The SDA line is a bidirectional line. When the master is sending data to the slave, the master sends 8 bits, then on the 9th bit, the slave sends the ACK (LOW)/NACK (HIGH) bit. If there is a bug in the software, or something goes wrong in the logic circuit on the slave, it may be possible for the master to pull the line HIGH at the same time as the slave device is pulling LOW for the ACK. If this causes more than 20-40 mA of current to flow, for a long enough time, then I think this could cause damage to the either the master or the slave device.
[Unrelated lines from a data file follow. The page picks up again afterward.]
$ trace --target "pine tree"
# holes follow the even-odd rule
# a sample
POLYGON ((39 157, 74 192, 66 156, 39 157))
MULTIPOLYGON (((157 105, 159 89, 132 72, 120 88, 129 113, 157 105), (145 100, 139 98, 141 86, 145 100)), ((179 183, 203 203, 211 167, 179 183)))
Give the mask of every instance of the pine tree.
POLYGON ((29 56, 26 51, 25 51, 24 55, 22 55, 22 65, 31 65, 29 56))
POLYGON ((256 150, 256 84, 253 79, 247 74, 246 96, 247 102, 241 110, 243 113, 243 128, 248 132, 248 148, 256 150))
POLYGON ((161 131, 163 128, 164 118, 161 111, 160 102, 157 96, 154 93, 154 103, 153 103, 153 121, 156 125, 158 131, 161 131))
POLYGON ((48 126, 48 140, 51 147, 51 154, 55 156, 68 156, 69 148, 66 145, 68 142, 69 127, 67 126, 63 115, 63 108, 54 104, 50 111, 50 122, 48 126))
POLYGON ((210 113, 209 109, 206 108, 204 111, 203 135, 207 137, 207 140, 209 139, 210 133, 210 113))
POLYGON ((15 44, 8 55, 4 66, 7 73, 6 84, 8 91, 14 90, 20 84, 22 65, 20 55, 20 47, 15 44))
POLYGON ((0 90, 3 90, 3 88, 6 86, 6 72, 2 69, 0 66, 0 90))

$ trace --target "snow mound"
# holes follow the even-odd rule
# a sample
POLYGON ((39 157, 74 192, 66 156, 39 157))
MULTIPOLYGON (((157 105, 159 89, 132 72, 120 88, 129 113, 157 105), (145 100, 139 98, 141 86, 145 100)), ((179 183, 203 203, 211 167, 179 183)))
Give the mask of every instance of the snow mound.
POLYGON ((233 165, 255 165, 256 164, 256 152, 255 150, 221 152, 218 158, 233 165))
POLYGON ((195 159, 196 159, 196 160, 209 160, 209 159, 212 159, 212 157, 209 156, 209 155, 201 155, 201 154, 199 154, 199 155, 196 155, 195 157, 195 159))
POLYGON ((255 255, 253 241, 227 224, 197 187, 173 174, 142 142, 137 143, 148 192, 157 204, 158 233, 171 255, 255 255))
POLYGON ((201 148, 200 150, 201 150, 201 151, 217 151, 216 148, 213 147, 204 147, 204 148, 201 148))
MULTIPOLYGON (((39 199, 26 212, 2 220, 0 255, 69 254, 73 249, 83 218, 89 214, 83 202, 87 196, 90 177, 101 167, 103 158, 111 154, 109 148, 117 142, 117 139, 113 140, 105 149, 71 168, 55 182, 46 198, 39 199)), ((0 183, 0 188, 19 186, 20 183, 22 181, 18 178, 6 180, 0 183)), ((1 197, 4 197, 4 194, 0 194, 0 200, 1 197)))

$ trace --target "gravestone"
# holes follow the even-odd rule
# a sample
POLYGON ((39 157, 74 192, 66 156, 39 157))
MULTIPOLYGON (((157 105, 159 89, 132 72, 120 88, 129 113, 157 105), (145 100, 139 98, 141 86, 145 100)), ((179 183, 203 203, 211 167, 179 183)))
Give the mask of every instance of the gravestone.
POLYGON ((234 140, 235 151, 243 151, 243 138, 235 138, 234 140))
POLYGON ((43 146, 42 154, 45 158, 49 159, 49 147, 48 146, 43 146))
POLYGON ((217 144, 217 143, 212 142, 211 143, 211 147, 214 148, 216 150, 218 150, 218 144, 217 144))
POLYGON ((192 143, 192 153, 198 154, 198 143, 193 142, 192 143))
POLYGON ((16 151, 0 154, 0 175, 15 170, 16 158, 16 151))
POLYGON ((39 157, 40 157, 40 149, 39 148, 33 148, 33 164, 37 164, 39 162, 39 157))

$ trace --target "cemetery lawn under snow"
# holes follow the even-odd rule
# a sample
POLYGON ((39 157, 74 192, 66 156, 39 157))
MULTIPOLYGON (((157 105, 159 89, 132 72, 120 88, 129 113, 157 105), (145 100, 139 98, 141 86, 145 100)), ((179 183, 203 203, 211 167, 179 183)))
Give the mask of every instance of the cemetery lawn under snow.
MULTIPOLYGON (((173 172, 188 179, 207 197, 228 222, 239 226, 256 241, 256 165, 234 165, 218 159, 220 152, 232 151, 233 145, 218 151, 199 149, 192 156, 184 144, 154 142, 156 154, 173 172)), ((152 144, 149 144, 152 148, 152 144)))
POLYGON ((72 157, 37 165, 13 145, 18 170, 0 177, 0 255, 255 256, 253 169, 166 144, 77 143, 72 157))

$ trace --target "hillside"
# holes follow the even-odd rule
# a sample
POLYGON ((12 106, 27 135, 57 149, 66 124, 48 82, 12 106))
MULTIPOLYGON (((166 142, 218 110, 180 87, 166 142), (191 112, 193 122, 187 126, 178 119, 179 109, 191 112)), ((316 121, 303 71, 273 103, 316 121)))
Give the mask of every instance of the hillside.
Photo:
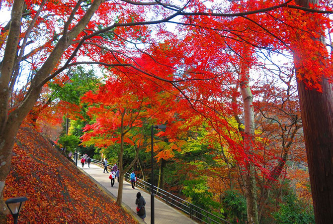
POLYGON ((28 198, 18 223, 137 223, 34 130, 20 128, 13 152, 4 198, 28 198))

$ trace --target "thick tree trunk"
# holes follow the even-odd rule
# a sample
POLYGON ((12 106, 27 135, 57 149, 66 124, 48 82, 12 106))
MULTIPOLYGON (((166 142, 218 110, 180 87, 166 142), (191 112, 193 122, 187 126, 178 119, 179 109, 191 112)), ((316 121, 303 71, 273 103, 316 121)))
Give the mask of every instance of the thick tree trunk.
POLYGON ((323 93, 298 82, 316 223, 333 221, 333 93, 327 80, 323 93))
POLYGON ((244 149, 249 155, 246 165, 245 195, 247 200, 248 222, 258 224, 258 208, 256 204, 256 186, 254 165, 251 162, 252 142, 254 134, 254 115, 253 109, 253 96, 249 85, 249 67, 245 63, 241 63, 239 75, 240 88, 244 108, 244 149))
MULTIPOLYGON (((318 0, 297 0, 296 3, 309 7, 318 0)), ((315 15, 314 15, 314 16, 315 15)), ((324 38, 322 38, 323 41, 324 38)), ((302 60, 296 54, 295 64, 302 60)), ((325 68, 324 68, 325 69, 325 68)), ((306 74, 296 69, 297 77, 306 74)), ((304 134, 308 166, 311 183, 316 223, 333 222, 333 92, 327 79, 320 83, 322 92, 307 89, 297 82, 298 97, 304 134)))

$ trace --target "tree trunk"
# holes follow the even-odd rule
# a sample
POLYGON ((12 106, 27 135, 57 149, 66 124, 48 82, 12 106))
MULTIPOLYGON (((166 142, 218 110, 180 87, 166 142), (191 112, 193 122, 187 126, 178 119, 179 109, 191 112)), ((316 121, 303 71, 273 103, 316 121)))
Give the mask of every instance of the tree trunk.
POLYGON ((164 167, 166 165, 166 161, 164 159, 161 159, 161 164, 160 165, 160 173, 159 174, 159 182, 157 184, 157 191, 159 191, 159 188, 163 188, 164 184, 163 175, 164 174, 164 167))
POLYGON ((253 96, 249 85, 249 67, 244 63, 241 64, 239 74, 241 93, 244 108, 244 149, 249 158, 246 164, 245 195, 247 200, 248 222, 258 224, 258 208, 256 204, 256 186, 254 166, 252 163, 252 142, 254 134, 254 115, 253 109, 253 96))
MULTIPOLYGON (((316 4, 318 2, 317 0, 296 0, 297 4, 306 7, 309 7, 310 3, 316 4)), ((295 54, 294 60, 297 64, 302 58, 295 54)), ((297 77, 304 77, 306 74, 296 69, 297 77)), ((309 90, 303 82, 297 82, 315 218, 317 224, 332 223, 333 221, 333 87, 327 79, 323 77, 320 84, 322 87, 322 93, 309 90)))
POLYGON ((316 223, 333 221, 333 93, 322 80, 323 93, 297 87, 316 223))
POLYGON ((123 199, 123 186, 124 185, 124 167, 123 165, 123 155, 124 154, 124 117, 126 113, 125 110, 123 112, 121 112, 121 123, 120 127, 120 150, 118 156, 119 165, 119 185, 118 188, 118 195, 117 195, 117 204, 121 206, 121 201, 123 199))

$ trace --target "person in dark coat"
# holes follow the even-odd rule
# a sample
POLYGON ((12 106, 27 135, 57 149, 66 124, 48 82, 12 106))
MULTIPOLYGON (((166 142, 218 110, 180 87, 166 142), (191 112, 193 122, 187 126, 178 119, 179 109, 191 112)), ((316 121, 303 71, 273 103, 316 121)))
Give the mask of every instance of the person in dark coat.
POLYGON ((135 204, 137 205, 137 215, 140 218, 142 219, 143 221, 145 221, 146 218, 146 209, 145 206, 146 205, 146 201, 145 199, 141 196, 141 193, 138 192, 137 193, 137 198, 135 200, 135 204))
Almost every software I2C library that I have examined (8-10 of them so far) uses a digitalWrite(pin, LOW) for active LOW, but a pinMode(pin, INPUT) to transition into high impedance mode, which then relies on the pull-up resistor for the passive HIGH condition. I have found 2 exceptions: this library and one other.

Anyway, if your engineers say that this is not a problem, then I will have learned something new. Thanks for your consideration.

Pillar1989 commented 3 years ago

@bxparks I don't think 20-40 mA of current can cause the hardware problem. Hardware shouldn't be this vulnerable.